The annual Goodwood Festival of Speed returned to Goodwood House - this year celebrating 'the endless pursuit of power’ and with a special focus on BMW.
Catch up with what happened on each day below, but first Steve Cropley summarises this year's event.
Steve Cropley's Goodwood Festival of Speed report
As spectators drifted happily away from the 24th annual running of the Goodwood Festival of Speed, it must have struck many that the theme for this year’s event — “the endless pursuit of power” — had been unusually well chosen.
Every Goodwood Festival has a theme but this one was closer to reality than usual: the 2016 event featured a better and more potent crop of race cars — plus a larger collection of spectacular road-going supercars — than any seen previously at famous Sussex hillclimb, which for all but four days a year is a quiet single-lane access road connecting Goodwood House to the wooded estate above.
For a while this year it looked as if Lord March’s famous luck with weather was going to run out. It rained heavily and unpredictably on the first and third days of this four-day event, and at times spectators had to cope with mud that, while not in the Glastonbury league, was pretty unpleasant.
But Goodwood’s famous organisation surfaced as it usually does: woodchip shaving were promptly scattered on most walkways — and on Friday and Sunday, at least, the paths and the track were nearly always dry. When they weren’t, well, the lack of grip just made the show more exciting.
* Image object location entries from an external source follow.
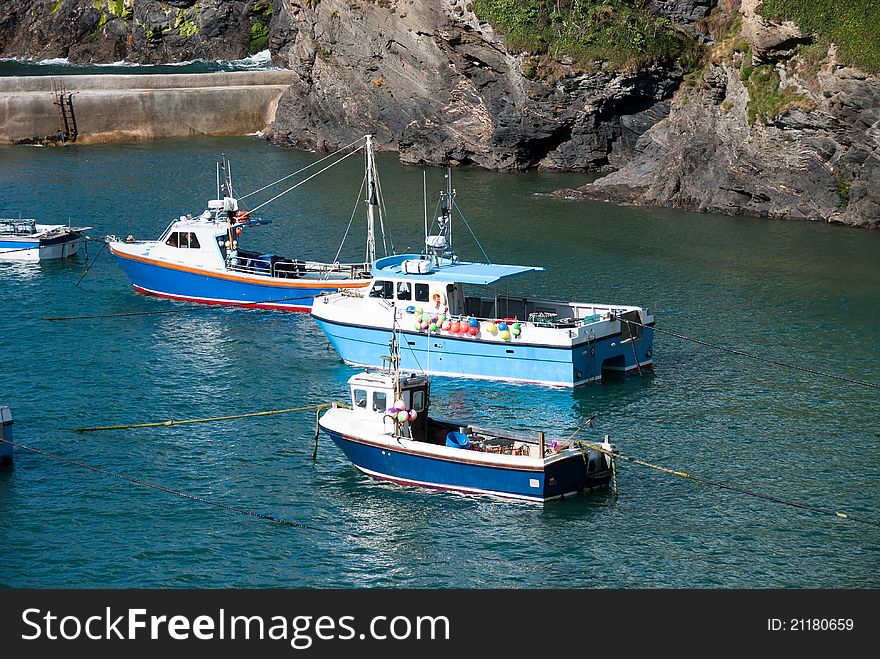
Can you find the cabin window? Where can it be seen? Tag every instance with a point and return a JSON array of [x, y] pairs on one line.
[[404, 291], [360, 397], [185, 239], [382, 289]]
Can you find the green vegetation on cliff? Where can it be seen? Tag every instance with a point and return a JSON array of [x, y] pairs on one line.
[[619, 32], [853, 25]]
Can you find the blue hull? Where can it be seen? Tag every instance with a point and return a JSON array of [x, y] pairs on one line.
[[558, 479], [441, 354], [196, 287]]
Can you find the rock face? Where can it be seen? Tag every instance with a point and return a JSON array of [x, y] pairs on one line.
[[142, 31], [817, 159], [429, 80]]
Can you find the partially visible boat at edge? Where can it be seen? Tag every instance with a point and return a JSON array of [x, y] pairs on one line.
[[389, 434], [198, 259], [25, 240]]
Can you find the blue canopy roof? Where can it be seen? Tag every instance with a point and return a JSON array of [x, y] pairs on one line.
[[446, 271]]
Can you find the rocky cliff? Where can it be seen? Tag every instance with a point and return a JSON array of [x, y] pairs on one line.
[[775, 126], [142, 31], [431, 81], [770, 126]]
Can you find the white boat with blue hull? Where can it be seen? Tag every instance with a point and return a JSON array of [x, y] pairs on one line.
[[25, 240], [405, 445], [450, 328], [198, 259]]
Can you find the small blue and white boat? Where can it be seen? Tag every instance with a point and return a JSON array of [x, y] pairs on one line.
[[198, 259], [451, 328], [25, 240], [388, 434]]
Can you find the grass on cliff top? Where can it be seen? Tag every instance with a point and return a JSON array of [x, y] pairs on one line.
[[853, 25], [619, 32]]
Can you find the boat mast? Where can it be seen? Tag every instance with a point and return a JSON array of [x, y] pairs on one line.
[[372, 201], [450, 196]]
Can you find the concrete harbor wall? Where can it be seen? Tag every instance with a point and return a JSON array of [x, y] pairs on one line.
[[117, 108]]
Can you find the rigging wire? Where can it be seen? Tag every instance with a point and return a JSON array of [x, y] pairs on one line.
[[759, 358], [473, 235], [351, 219], [300, 171], [305, 180]]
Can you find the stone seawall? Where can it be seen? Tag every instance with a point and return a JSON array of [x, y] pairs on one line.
[[117, 108]]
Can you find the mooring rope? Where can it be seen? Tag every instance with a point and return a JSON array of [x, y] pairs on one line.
[[94, 260], [759, 358], [725, 486], [168, 490], [158, 424], [200, 307]]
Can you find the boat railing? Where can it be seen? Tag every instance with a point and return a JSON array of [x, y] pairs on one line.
[[286, 269], [540, 313]]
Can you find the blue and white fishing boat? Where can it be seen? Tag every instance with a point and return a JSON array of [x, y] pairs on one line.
[[388, 434], [25, 240], [453, 326], [198, 259]]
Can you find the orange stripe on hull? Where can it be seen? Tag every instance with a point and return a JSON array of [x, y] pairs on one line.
[[263, 281]]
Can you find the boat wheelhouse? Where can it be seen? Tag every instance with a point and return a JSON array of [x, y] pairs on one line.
[[199, 259], [25, 240], [388, 434], [451, 325]]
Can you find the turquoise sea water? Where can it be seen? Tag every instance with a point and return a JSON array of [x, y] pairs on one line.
[[795, 292]]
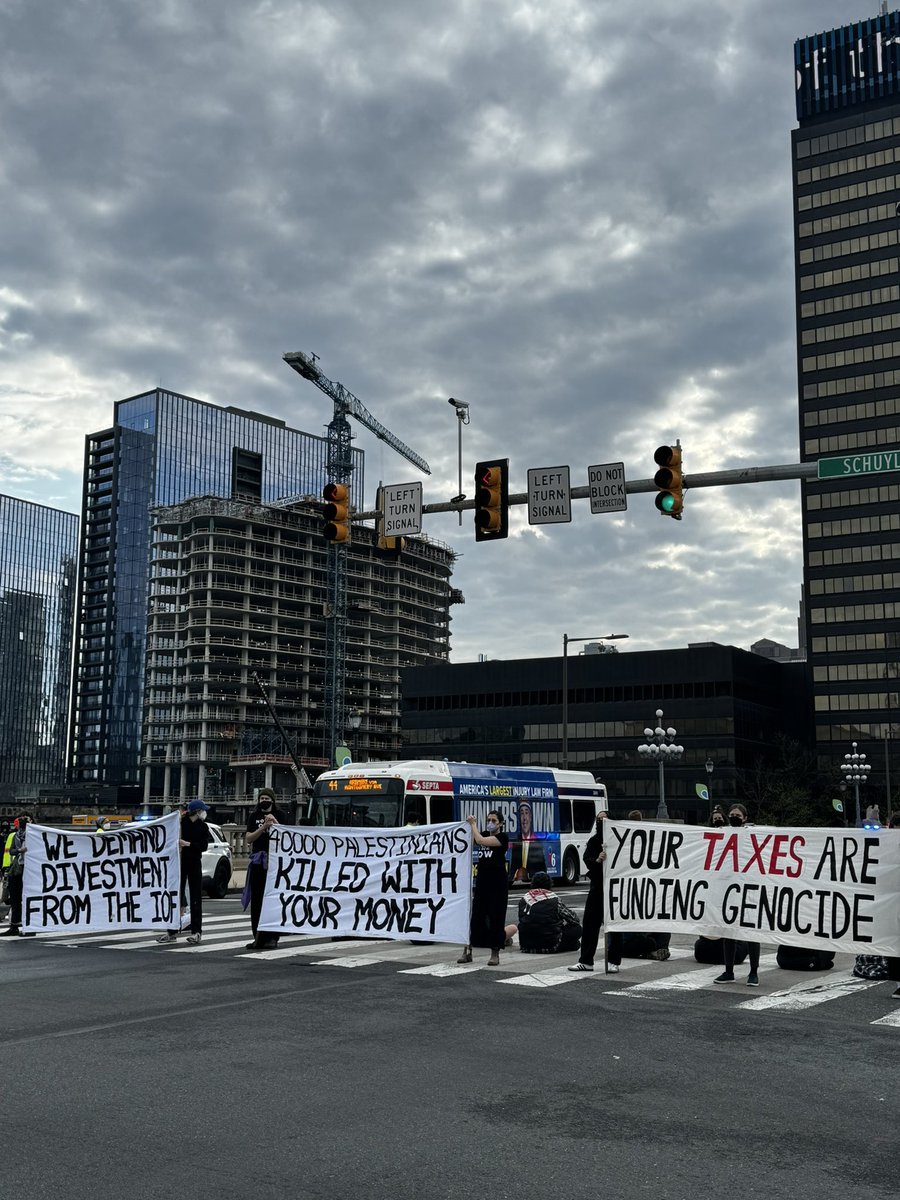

Thursday’s gigantic Moving Motor Show marquee looked a bit sparsely populated this year (the organisers used a gigantic café and a stunt-bike display to occupy space usually filled with new cars) but just the same there was no shortage of new road iron. It’s just that most of them models couldn’t yet to be sampled by potential owners. King of the lot was probably the £1.9million, 261mph Bugatti Chiron, whose styling created plenty of controversy, though there was no doubting its speed and power when demonstrated on the hill by Le Mans driver Andy Wallace and company boss Wolfgang Durheimer.